SoHyea arrived in Canada as an international student five years ago from Korea, and was hired after graduation to be a software developer at one of the world’s biggest technology companies. She’s working on obtaining her permanent residency in Canada right now, and intends to move to the US in the next 2-3 years. She had never met a financial planner, but managed to save up $58,000. She came to us to learn more about the Canadian financial system and to find guidance on reaching her goals:
- Retire comfortably
- $40,000 for emergency fund
- Teach her how to maximize her work benefits (stocks, RRSP & DPSP matching)
- Understand the benefits of buying real estate vs. renting
- Make her $2000/mo savings work more productively
- Should she invest her money in a Non-Registered account, Tax-free account, or RRSP account?
We presented her with three plans:
Plan #1 shows her current situation:
SoHyea can retire at 65 years of age and have an income of approximately $2600 per month after taxes. We have not assumed SoHyea leaving Canada. This retirement income is based on:
- Long-term $2000/mo savings into her bank account (now to age 65)
- Estimated company stock shares
- 100% Canada Pension Plan (CPP)
- 100% Old Age Security (OAS)
Plan #2 shows strategies we recommended for SoHyea to achieve her goals and increase her estimated retirement income to $5330 month after taxes. No real estate in this plan.
- Place her $40,000 emergency fund in a higher interest bank account (RBC’s 0.55% vs. Manulife Bank’s 1%)
- Participate in her company’s Group RRSP and Deferred Profit Sharing Plan. If she invests 3% per paycheque (GRSP), her company will match 3% (DPSP).
- Invest $18,000 and future $2000/month savings into moderate-conservative investment earning 4-5%/year. We recommended a conservative-moderate risk investment as she has intentions to leave Canada in the short-medium term, and she may not want too much fluctuations in her investments.
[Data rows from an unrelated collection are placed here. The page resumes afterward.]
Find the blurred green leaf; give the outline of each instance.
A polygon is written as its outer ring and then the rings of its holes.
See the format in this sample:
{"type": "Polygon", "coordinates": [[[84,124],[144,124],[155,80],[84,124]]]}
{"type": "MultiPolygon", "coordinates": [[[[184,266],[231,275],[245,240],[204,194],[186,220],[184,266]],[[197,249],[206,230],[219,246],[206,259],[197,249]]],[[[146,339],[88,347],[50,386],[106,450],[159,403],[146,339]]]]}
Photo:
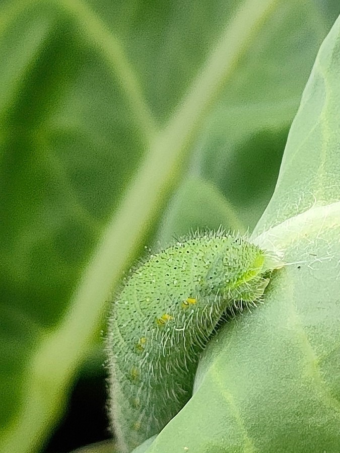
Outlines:
{"type": "Polygon", "coordinates": [[[254,224],[329,22],[314,2],[2,5],[0,450],[18,453],[50,435],[160,221],[161,240],[254,224]],[[193,180],[209,219],[180,201],[193,180]]]}
{"type": "Polygon", "coordinates": [[[275,192],[252,235],[284,251],[288,264],[262,306],[212,339],[195,393],[150,453],[339,451],[339,55],[340,18],[316,58],[275,192]]]}

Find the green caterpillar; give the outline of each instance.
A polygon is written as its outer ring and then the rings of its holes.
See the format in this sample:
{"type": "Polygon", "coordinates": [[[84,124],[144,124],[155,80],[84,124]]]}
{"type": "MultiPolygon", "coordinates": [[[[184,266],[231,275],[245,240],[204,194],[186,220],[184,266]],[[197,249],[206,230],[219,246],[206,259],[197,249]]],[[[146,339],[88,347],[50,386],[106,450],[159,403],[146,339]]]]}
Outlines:
{"type": "Polygon", "coordinates": [[[183,407],[221,317],[258,304],[279,267],[273,254],[219,231],[151,255],[125,278],[107,342],[110,416],[121,453],[158,433],[183,407]]]}

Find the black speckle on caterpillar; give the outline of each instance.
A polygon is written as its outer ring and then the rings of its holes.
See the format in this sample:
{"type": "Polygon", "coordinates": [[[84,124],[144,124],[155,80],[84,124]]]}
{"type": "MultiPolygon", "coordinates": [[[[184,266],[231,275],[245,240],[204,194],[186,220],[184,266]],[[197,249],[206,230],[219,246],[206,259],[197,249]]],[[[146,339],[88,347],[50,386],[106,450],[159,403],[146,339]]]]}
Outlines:
{"type": "Polygon", "coordinates": [[[273,253],[235,234],[197,233],[151,255],[112,304],[110,416],[121,453],[158,433],[191,396],[222,317],[261,301],[273,253]]]}

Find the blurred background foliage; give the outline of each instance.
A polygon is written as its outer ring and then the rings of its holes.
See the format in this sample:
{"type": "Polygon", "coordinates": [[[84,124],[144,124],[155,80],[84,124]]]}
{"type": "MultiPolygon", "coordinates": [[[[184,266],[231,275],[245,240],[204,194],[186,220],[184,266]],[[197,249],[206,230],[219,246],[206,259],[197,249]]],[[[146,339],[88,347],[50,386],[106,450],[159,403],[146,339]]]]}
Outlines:
{"type": "MultiPolygon", "coordinates": [[[[180,130],[169,128],[166,143],[180,142],[179,157],[166,189],[150,195],[155,208],[124,268],[145,245],[165,245],[190,229],[252,230],[273,192],[316,53],[339,13],[335,0],[3,0],[2,451],[18,453],[20,445],[22,451],[66,452],[110,437],[101,334],[107,304],[89,321],[82,350],[61,367],[64,380],[56,375],[57,353],[54,368],[46,362],[45,380],[36,383],[39,401],[30,375],[34,357],[63,331],[108,225],[128,203],[158,137],[193,97],[197,112],[184,118],[191,128],[183,143],[180,130]],[[257,7],[264,13],[253,23],[257,7]],[[231,68],[215,73],[216,49],[223,50],[223,66],[229,46],[232,51],[244,36],[231,68]],[[20,440],[36,423],[32,438],[20,440]]],[[[158,156],[166,161],[171,149],[160,142],[158,156]]],[[[156,180],[156,164],[153,174],[156,180]]]]}

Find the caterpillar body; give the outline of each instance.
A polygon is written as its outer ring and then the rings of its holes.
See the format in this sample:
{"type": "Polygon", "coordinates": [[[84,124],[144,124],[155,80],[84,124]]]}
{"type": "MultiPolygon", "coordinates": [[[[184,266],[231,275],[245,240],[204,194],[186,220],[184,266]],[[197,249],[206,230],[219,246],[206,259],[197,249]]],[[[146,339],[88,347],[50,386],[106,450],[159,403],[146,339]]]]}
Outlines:
{"type": "Polygon", "coordinates": [[[278,262],[219,231],[151,255],[125,279],[107,342],[109,410],[121,453],[158,433],[187,402],[221,317],[260,302],[278,262]]]}

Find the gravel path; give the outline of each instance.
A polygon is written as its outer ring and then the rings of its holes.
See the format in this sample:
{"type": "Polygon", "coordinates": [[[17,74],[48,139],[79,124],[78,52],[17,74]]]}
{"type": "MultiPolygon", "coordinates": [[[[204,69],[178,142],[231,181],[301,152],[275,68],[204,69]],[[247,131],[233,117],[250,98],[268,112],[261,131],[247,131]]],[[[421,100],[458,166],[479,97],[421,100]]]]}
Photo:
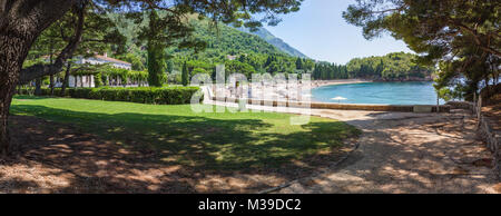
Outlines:
{"type": "MultiPolygon", "coordinates": [[[[214,102],[214,101],[208,101],[214,102]]],[[[214,102],[235,107],[235,104],[214,102]]],[[[294,108],[248,106],[281,112],[294,108]]],[[[360,147],[338,166],[275,193],[501,193],[475,119],[451,114],[312,109],[363,130],[360,147]]]]}

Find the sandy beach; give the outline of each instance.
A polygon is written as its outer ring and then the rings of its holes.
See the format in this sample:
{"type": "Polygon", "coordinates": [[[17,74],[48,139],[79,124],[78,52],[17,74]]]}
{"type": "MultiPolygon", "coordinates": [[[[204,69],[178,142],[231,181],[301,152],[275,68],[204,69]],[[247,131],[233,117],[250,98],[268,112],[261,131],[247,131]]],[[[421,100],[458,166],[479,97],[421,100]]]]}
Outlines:
{"type": "MultiPolygon", "coordinates": [[[[310,85],[303,84],[296,87],[287,86],[287,84],[271,84],[269,86],[249,86],[243,85],[243,94],[240,97],[243,98],[253,98],[253,99],[267,99],[267,100],[312,100],[311,90],[314,88],[318,88],[322,86],[332,86],[332,85],[344,85],[344,84],[363,84],[363,82],[372,82],[371,80],[362,80],[362,79],[336,79],[336,80],[312,80],[310,85]],[[250,92],[250,94],[249,94],[250,92]],[[299,94],[302,92],[302,94],[299,94]]],[[[215,95],[216,88],[213,86],[212,94],[215,95]]],[[[219,97],[235,97],[235,88],[230,86],[225,86],[225,88],[219,89],[219,97]]]]}
{"type": "Polygon", "coordinates": [[[343,85],[343,84],[364,84],[372,82],[371,80],[364,79],[334,79],[334,80],[313,80],[312,88],[317,88],[322,86],[332,86],[332,85],[343,85]]]}

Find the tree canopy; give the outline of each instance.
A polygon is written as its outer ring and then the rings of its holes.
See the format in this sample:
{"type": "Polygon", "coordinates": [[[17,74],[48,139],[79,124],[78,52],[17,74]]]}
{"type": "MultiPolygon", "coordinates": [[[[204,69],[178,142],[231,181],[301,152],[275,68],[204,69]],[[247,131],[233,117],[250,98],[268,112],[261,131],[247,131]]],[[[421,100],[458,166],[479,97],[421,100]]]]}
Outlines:
{"type": "Polygon", "coordinates": [[[499,79],[501,3],[498,0],[358,0],[343,13],[367,39],[390,32],[440,66],[436,89],[463,82],[465,98],[499,79]]]}

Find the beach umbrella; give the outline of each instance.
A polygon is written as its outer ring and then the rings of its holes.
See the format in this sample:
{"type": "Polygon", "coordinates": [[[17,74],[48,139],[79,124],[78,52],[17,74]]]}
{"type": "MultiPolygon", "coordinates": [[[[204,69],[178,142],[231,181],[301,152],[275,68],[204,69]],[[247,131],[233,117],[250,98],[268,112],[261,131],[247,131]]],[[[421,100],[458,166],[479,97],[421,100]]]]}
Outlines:
{"type": "Polygon", "coordinates": [[[335,97],[335,98],[331,98],[331,100],[337,100],[337,102],[340,104],[341,100],[346,100],[346,98],[343,98],[343,97],[337,96],[337,97],[335,97]]]}

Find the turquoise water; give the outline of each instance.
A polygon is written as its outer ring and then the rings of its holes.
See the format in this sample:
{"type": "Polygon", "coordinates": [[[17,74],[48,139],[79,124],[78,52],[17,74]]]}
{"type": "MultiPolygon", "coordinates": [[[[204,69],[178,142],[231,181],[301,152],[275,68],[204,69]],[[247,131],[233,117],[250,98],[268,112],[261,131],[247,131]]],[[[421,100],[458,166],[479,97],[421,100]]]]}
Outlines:
{"type": "MultiPolygon", "coordinates": [[[[323,86],[312,89],[315,101],[375,105],[436,105],[431,81],[366,82],[323,86]],[[333,100],[343,97],[346,100],[333,100]]],[[[440,100],[440,104],[444,101],[440,100]]]]}

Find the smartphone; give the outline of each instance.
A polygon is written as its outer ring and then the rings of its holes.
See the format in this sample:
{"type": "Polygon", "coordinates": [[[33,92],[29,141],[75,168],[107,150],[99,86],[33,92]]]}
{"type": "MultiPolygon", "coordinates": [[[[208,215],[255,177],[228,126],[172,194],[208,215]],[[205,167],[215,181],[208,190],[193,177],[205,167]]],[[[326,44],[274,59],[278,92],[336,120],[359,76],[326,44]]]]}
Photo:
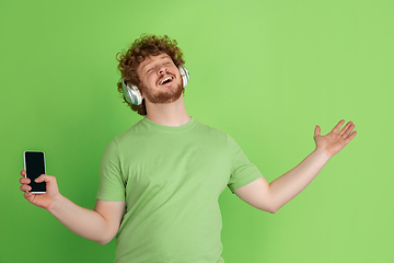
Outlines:
{"type": "Polygon", "coordinates": [[[26,170],[25,178],[31,180],[28,184],[32,186],[30,191],[33,194],[45,194],[46,193],[46,183],[36,183],[34,180],[45,172],[45,153],[44,151],[24,151],[24,168],[26,170]]]}

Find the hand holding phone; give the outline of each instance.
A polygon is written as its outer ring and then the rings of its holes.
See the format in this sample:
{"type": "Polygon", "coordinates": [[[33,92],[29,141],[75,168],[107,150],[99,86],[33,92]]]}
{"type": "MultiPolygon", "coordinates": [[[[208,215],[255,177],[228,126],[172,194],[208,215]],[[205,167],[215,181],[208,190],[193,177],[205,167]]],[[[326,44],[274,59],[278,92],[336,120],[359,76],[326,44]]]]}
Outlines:
{"type": "Polygon", "coordinates": [[[45,194],[46,193],[46,183],[37,183],[36,180],[39,175],[45,174],[45,153],[43,151],[25,151],[23,152],[24,157],[24,168],[25,168],[25,178],[31,180],[30,186],[33,194],[45,194]]]}

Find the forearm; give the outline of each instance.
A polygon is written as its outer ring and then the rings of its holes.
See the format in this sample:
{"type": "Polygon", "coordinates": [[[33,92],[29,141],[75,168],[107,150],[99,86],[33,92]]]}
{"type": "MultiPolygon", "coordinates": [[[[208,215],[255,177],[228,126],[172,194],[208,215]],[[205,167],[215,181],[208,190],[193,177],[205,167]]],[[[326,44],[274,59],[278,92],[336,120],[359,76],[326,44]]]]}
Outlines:
{"type": "Polygon", "coordinates": [[[269,184],[269,196],[276,210],[301,193],[329,160],[323,150],[315,150],[300,164],[269,184]]]}
{"type": "Polygon", "coordinates": [[[62,195],[59,195],[47,210],[68,229],[83,238],[100,244],[113,238],[109,237],[109,225],[97,211],[80,207],[62,195]]]}

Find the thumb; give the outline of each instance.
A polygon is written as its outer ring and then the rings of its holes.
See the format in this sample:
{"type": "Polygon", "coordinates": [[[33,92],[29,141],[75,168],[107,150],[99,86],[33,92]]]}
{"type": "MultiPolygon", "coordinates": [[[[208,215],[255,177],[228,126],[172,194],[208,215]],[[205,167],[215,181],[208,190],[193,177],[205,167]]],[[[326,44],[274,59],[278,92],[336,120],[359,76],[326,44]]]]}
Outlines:
{"type": "Polygon", "coordinates": [[[315,132],[314,132],[314,136],[320,136],[321,135],[321,127],[318,125],[316,125],[315,127],[315,132]]]}

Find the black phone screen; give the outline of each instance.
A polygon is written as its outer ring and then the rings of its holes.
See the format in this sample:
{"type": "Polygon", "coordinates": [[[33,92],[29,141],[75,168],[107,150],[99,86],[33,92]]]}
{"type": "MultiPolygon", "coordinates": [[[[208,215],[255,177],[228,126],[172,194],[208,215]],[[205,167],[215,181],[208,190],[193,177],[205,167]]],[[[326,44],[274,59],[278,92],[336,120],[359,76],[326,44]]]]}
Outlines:
{"type": "Polygon", "coordinates": [[[25,151],[25,169],[26,178],[31,180],[28,184],[32,186],[31,192],[46,192],[46,183],[36,183],[34,180],[42,174],[45,174],[45,158],[43,151],[25,151]]]}

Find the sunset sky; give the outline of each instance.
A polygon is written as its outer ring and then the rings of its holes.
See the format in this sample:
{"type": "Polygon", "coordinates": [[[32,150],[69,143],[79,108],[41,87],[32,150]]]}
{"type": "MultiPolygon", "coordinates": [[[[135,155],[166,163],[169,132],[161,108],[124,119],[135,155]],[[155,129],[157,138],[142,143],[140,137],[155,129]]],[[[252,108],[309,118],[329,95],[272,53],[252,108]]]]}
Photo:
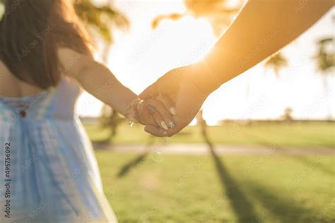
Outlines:
{"type": "MultiPolygon", "coordinates": [[[[128,17],[131,26],[128,32],[114,31],[107,65],[136,93],[170,69],[201,59],[217,40],[205,18],[165,20],[152,30],[151,22],[157,16],[185,11],[181,0],[115,1],[115,6],[128,17]]],[[[264,70],[261,63],[213,92],[203,107],[208,123],[225,119],[276,119],[288,107],[297,119],[324,119],[330,110],[335,117],[334,103],[331,103],[335,99],[334,76],[328,78],[327,92],[311,59],[316,54],[316,41],[334,35],[331,13],[334,8],[282,50],[289,64],[279,78],[264,70]]],[[[93,97],[81,95],[78,104],[81,115],[98,116],[100,109],[101,103],[93,97]]]]}

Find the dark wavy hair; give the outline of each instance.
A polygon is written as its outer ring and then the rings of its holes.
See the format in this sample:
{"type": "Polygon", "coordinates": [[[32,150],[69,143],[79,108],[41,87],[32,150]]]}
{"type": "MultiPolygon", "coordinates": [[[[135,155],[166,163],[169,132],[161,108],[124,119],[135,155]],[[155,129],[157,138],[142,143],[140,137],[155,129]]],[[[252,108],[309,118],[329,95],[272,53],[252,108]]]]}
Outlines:
{"type": "Polygon", "coordinates": [[[59,83],[57,49],[92,55],[93,44],[71,0],[2,0],[0,59],[19,80],[46,89],[59,83]]]}

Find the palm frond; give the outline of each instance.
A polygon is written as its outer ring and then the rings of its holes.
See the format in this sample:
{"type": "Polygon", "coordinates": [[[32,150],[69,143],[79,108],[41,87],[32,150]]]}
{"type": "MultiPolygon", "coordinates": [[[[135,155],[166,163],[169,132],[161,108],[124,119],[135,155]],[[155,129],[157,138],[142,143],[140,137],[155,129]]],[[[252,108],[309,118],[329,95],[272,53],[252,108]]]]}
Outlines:
{"type": "Polygon", "coordinates": [[[74,4],[76,13],[89,28],[97,30],[107,43],[113,41],[111,28],[127,28],[129,22],[119,11],[110,6],[98,6],[90,0],[78,1],[74,4]]]}

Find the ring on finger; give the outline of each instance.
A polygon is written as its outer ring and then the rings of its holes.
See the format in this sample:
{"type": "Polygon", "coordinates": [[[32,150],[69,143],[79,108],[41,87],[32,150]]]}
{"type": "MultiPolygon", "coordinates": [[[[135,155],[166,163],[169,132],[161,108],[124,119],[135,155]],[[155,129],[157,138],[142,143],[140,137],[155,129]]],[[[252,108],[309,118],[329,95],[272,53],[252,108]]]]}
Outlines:
{"type": "Polygon", "coordinates": [[[147,105],[147,107],[148,107],[148,109],[149,110],[149,113],[153,114],[154,114],[155,112],[156,112],[156,109],[155,109],[155,107],[153,106],[152,106],[151,104],[148,104],[147,105]]]}

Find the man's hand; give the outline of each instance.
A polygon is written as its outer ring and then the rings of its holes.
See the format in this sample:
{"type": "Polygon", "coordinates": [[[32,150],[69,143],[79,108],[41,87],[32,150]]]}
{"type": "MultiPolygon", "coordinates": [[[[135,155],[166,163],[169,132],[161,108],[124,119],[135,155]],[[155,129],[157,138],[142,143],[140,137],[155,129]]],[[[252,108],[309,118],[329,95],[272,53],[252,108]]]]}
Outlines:
{"type": "Polygon", "coordinates": [[[160,94],[168,96],[175,104],[170,108],[175,113],[175,127],[165,130],[148,125],[145,131],[155,136],[171,136],[180,132],[193,120],[207,97],[194,84],[190,75],[196,72],[190,66],[173,69],[149,86],[139,97],[143,100],[160,94]]]}

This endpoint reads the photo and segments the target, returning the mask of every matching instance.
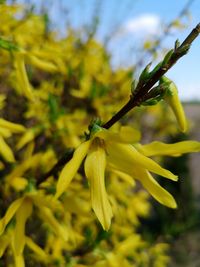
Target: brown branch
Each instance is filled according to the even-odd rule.
[[[113,124],[119,121],[125,114],[127,114],[131,109],[136,106],[139,106],[145,99],[146,94],[148,94],[149,90],[152,88],[155,83],[159,81],[159,79],[182,57],[184,56],[192,42],[197,38],[200,33],[200,23],[191,31],[191,33],[186,37],[183,43],[175,48],[173,54],[171,55],[169,61],[161,65],[155,73],[151,76],[151,78],[147,82],[139,82],[135,88],[135,94],[131,96],[130,100],[105,124],[102,125],[103,128],[109,129]],[[46,174],[40,177],[37,180],[37,185],[44,182],[48,177],[55,176],[58,171],[62,168],[64,164],[66,164],[73,156],[74,149],[70,149],[62,156],[56,165]]]
[[[152,88],[152,86],[159,81],[159,79],[186,53],[183,53],[184,47],[188,46],[188,49],[192,42],[197,38],[200,33],[200,23],[191,31],[191,33],[186,37],[183,43],[174,52],[167,64],[161,66],[148,80],[147,83],[138,84],[135,88],[137,92],[134,97],[119,110],[108,122],[106,122],[102,127],[109,129],[113,124],[119,121],[126,113],[128,113],[135,106],[139,106],[143,101],[143,96]]]

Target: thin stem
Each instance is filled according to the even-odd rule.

We will initially place her money into a Non-registered investment account. We will shift the money to her TFSA after we receive confirmation from Canada Revenue Agency on her TFSA room. After thorough discussions with SoHyea and her accountant, we recommended she not place any money into her personal RRSP, as it will be fully taxed in 2-3 years when she leaves Canada.
- No real estate. She continues to rent for $1150/mo (now to death) with inflation
- Estimated company stock shares
- 100% Canada Pension Plan (CPP)
- 100% Old Age Security (OAS)
Plan #3 shows how buying real estate would help increase her retirement income to $6560 per month after taxes.
- This plan includes everything outlined in plan #2, as well as:
- Purchase a condo for $340,000
- SoHyea’s mom to gift $100,000 CAD
- SoHyea to get $240,000 mortgage at 3% interest; $1150/mo mortgage payment (same as rent)
- Real estate will dramatically increase her future net worth. SoHyea is building a long-term asset, not helping to pay someone else’s mortgage
In the end, SoHyea chose to proceed with plan #2, as she did not intend to buy real estate during her 2-3 years in Victoria. She appreciated the personalized financial plans and recommendations we provided for her specific situation.